İç mekânda ahşap unsurlar olarak ilk göze çarpan minber ve mihrabın, ibadethanenin son derece doğal ortamıyla estetik bir bütünlük sağladığı söylenebilir. Doğrudan insan elinden çıkan bu iki önemli yapıda, ahşap oyma ve kafes tekniği yüksek düzeyde kullanıldığından özgünlüğü hemen dikkat çeker. Minberde oyularak oluşturulmuş bulunan motif parçalarının, ahşap zemin üzerine tek tek monte edilerek sergilenen kompozisyonlarda sıradışı bir sanatın izlerini yansıtır. Yine yüksek düzeyde kafes tekniğinin kullanıldığı ön mahfilin korkuluklarının da, ikinci kattaki kadınlar mahfilindekiler gibi son derece özenli olduğu fark edilmektedir. Zamana karşı direndiği anlaşılan yeşil ve kırmızı tondaki boyalar orijinalliğini muhafaza ettiğinden bu boyaların kök boya olması muhtemeldir. Caminin en göz alıcı köşelerinden biri olan kubbesi sıvalı ve boyalıdır. Bu, ahşap tavan kaplamasındaki ince sanata tezat olsa da, kubbenin merkezine yerleştirilmiş yıldız formatındaki ahşap süslemeler, sağladığı karakteristik bütünlemeyle bu olumsuzluğu bertaraf etmektedir. Ahşap oymacılığının merkezini oluşturan tavanda özenilerek işlenmiş kare ve altıgen lambriler ise dekoratif sanatın en güzel örneklerini sergilemektedir.

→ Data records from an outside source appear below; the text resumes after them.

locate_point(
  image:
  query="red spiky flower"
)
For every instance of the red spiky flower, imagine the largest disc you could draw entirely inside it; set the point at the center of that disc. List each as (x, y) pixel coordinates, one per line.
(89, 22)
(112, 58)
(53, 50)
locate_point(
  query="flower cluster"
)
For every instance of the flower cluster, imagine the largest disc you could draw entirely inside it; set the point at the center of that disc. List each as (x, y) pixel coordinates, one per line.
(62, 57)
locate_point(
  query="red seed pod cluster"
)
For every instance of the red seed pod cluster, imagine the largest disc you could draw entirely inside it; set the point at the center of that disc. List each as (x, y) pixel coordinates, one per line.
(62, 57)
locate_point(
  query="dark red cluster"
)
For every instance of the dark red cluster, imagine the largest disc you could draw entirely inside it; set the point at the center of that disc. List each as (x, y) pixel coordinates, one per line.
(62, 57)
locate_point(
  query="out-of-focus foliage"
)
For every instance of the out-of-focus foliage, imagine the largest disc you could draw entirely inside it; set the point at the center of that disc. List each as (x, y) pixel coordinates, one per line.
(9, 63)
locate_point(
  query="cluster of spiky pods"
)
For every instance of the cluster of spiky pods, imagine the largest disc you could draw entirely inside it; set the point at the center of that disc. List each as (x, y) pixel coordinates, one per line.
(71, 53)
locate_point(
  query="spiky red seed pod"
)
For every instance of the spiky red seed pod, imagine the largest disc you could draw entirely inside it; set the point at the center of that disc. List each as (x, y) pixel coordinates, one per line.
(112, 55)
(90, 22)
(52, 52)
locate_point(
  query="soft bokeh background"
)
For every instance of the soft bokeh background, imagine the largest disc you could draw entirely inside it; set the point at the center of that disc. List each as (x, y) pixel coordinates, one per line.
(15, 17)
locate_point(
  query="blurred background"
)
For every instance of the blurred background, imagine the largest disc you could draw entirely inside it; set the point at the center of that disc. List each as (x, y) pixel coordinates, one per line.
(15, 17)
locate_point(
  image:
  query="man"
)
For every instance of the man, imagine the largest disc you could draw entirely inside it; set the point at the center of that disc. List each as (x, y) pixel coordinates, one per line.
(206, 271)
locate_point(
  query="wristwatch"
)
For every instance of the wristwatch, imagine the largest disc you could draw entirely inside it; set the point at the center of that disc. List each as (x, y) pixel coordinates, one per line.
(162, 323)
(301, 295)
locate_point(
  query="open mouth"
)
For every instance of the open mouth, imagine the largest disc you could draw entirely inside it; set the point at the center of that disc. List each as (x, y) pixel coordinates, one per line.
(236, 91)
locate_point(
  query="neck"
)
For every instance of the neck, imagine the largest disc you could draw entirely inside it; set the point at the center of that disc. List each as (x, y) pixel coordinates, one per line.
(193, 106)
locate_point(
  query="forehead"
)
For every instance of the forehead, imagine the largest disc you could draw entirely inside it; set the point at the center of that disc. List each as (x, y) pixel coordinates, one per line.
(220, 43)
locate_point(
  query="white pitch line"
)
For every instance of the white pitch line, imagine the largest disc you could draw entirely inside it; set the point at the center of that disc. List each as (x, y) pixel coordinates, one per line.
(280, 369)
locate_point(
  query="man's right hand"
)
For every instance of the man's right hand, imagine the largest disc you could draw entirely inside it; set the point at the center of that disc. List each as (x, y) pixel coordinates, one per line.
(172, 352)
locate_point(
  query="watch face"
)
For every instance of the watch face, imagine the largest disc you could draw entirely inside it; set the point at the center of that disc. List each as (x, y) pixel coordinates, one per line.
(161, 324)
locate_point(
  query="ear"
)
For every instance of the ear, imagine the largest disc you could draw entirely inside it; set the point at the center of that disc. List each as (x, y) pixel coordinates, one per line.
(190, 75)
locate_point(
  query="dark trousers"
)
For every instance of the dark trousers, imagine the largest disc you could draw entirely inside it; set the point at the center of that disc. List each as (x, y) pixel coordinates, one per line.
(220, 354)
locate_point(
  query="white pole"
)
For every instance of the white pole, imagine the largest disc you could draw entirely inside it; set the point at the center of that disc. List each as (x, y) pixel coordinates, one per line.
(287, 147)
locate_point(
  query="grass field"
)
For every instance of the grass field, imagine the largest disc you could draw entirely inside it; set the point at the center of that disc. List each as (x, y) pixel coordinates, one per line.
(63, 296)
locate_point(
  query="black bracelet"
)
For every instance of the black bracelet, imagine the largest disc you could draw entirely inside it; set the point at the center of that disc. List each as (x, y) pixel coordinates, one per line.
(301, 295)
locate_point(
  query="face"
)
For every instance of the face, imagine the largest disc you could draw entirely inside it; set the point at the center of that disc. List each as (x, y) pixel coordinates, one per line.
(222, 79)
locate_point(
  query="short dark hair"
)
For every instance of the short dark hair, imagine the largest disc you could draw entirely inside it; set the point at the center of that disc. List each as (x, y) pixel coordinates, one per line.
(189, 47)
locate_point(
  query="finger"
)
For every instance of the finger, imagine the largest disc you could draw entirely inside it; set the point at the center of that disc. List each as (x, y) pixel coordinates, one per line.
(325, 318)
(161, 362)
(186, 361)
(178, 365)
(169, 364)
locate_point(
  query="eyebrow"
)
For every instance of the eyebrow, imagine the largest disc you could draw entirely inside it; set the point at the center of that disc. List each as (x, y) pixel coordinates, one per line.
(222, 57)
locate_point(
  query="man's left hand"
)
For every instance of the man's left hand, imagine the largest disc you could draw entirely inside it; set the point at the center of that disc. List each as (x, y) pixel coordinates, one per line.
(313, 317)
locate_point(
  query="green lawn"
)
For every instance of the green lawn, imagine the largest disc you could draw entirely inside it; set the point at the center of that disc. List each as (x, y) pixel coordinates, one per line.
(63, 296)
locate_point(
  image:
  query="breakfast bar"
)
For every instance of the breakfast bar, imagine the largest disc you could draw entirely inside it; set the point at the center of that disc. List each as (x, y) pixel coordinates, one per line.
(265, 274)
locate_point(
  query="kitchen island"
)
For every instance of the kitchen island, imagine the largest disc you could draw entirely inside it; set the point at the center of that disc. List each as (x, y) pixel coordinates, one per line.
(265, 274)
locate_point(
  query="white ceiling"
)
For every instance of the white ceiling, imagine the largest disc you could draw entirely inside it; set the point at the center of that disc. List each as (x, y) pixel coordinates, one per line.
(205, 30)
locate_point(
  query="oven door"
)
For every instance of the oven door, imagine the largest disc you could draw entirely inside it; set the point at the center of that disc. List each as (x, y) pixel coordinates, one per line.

Çeşitli tadilat ve onarımlara tabi tutulan Osmaniye Ahşap Camii’nin dış görünüşü, yanlış dış tadilat sebebiyle ne yazık ki iç mekânla uyumunu kaybetmiş bir hâldedir.

Karamürsel Sarıkum Camii

1881 yılında Bosna-Hersek’ten Kocaeli’nin Karamürsel ilçesine göç eden Boşnakların önemli bir bölümü, bugün 4 Temmuz Mahallesi içinde yer alan eski Sarıkum Mahallesi’nde iskân edilmişlerdir. Boşnaklar, yerleştikleri bu yere, göçmenlerden Derviş Mehmet oğlu Hüseyin Efendi’nin maddi katkıları ve önderliğinde bir cami ile bir mektep inşa etmişlerdir. Camiye önce Bosna-yı Cedit (Yeni Bosna) adı verilmişse de sonradan mahallenin adıyla anılmıştır.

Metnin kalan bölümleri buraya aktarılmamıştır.